While revenue was down, the New Zealand division lifted its contract mobile base 4.6 percent in the year, and the parent company said its fixed line assets, purchased from TelstraClear in 2012, "benefited from continued uptake of VDSL, TV and unlimited broadband."
Vodafone New Zealand, the country's biggest mobile phone operator, posted a loss of $27.9 million in the 2014 financial year, its first loss in 13 years, even as revenue climbed 16 percent to $2.06 billion.
The carrier added 32,000 connections in the March quarter, taking it to 2.36 million customers as at March 31, of which 63.5 percent were on prepay plans. Vodafone has been losing customers in an increasingly competitive landscape since Two Degrees Mobile entered the market in 2009, grabbing 23 percent of the market by customers and 17 percent by revenue.

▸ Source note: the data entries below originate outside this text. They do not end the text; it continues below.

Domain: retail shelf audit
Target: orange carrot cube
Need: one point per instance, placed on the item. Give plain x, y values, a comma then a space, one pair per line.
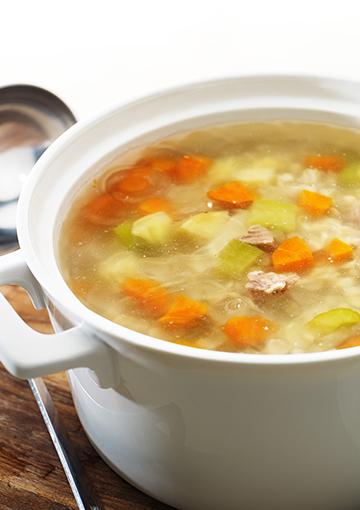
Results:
232, 194
249, 331
314, 203
184, 313
148, 294
338, 251
325, 163
292, 255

Vodafone's New Zealand unit reported 409,000 fixed broadband customers as at March 31, down from 424,000 three months earlier as it disconnected a net 1,000 customers and removed 14,000 other customers as a result of restating its customer base.
The mobile operator acquired the fixed-line business in October 2012, expecting to slash back-office duplication, use TelstraClear's backhaul and transmission services, and cut its reliance on Chorus. It amalgamated that unit into the wider New Zealand group in March last year, valuing the assets at $843.6 million.